Proses BDD dimulai dengan pembuatan cerita pengguna dan skenario terkait. Skenario ini kemudian digunakan untuk mendorong pengembangan perangkat lunak. Pengembang pertama-tama menulis kode untuk mengimplementasikan skenario tersebut, menggunakan pendekatan "fail-pass-refactor" dari TDD. Skenario dijalankan sebagai pengujian otomatis, yang awalnya gagal (karena fungsionalitasnya belum diterapkan). Pengembang kemudian menulis kode yang diperlukan agar pengujian tersebut lulus dan, jika diperlukan, memfaktorkan ulang kode tersebut agar mudah dibaca dan dipelihara. Proses ini berlanjut hingga semua skenario dalam cerita pengguna telah diimplementasikan dan lulus pengujian masing-masing, yang pada titik tersebut cerita pengguna dianggap selesai.
AppMaster, platform no-code yang kuat untuk membuat aplikasi backend, web, dan seluler, mendukung prinsip BDD dengan menyediakan lingkungan yang mendorong kolaborasi, komunikasi, dan pemahaman bersama di antara anggota tim.

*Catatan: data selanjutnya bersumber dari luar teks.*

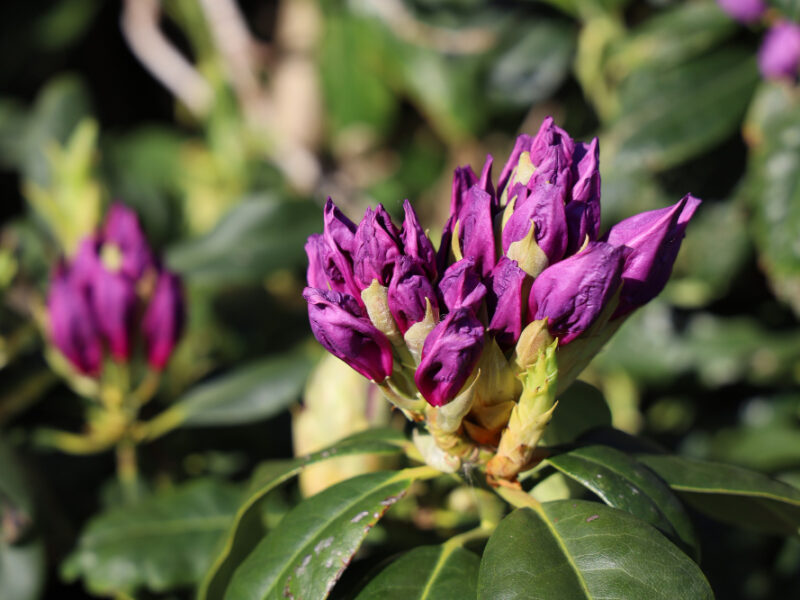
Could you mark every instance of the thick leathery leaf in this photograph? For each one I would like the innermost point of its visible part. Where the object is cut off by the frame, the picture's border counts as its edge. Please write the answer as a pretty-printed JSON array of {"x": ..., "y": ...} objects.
[
  {"x": 622, "y": 482},
  {"x": 307, "y": 552},
  {"x": 577, "y": 549},
  {"x": 162, "y": 542},
  {"x": 247, "y": 530},
  {"x": 731, "y": 494},
  {"x": 438, "y": 572}
]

Alat visual AppMaster yang intuitif untuk merancang model data, logika bisnis, dan antarmuka pengguna membantu menjembatani kesenjangan antara persyaratan dan implementasi, sehingga memudahkan untuk memastikan bahwa aplikasi yang dihasilkan secara akurat mencerminkan kebutuhan pelanggan. Platform ini juga menyederhanakan proses pembuatan, kompilasi, dan penerapan aplikasi, mengurangi waktu dan upaya yang diperlukan untuk menghasilkan perangkat lunak berkualitas tinggi dan terukur yang dapat dengan mudah dipahami dan dipelihara oleh seluruh pemangku kepentingan.
Penerapan BDD dalam suatu organisasi tidak hanya bermanfaat untuk meningkatkan kolaborasi dan komunikasi antar pemangku kepentingan namun juga memiliki dampak yang signifikan terhadap tingkat keberhasilan proyek, kualitas perangkat lunak, dan kecepatan pengembangan. Dalam survei yang dilakukan oleh VersionOne, 14% responden melaporkan bahwa organisasi mereka menggunakan BDD, dan lebih dari 50% organisasi tersebut mengalami peningkatan signifikan dalam tingkat keberhasilan proyek dan kualitas kode sebagai hasil dari penggunaan praktik BDD. Selain itu, BDD terbukti mengurangi jumlah kerusakan perangkat lunak, dengan studi yang dilakukan oleh National Institute of Standards and Technology (NIST) mengungkapkan bahwa semakin dini kerusakan terdeteksi dalam siklus pengembangan, semakin murah biaya perbaikannya. Praktik BDD membantu mengidentifikasi dan mengatasi masalah pada tahap awal, sehingga menghasilkan penghematan biaya yang besar dan peningkatan kepuasan pelanggan.
Kesimpulannya, Pengembangan Berbasis Perilaku adalah metodologi pengembangan perangkat lunak yang kuat dan semakin populer yang mendorong kolaborasi, komunikasi, dan pemahaman bersama di antara pengembang, manajer produk, dan pemangku kepentingan bisnis. Dengan memanfaatkan alat seperti platform no-code AppMaster dan menggabungkan praktik BDD ke dalam proses pengembangan perangkat lunak mereka, organisasi dapat menciptakan aplikasi berkualitas tinggi, terukur, dan mudah beradaptasi yang memenuhi kebutuhan pelanggan dan kebutuhan bisnis mereka. Selain itu, penggunaan praktik BDD telah terbukti memberikan dampak positif pada tingkat keberhasilan proyek, kualitas kode, dan pengurangan cacat, menjadikannya teknik yang sangat diperlukan untuk proses pengembangan perangkat lunak yang modern dan tangkas.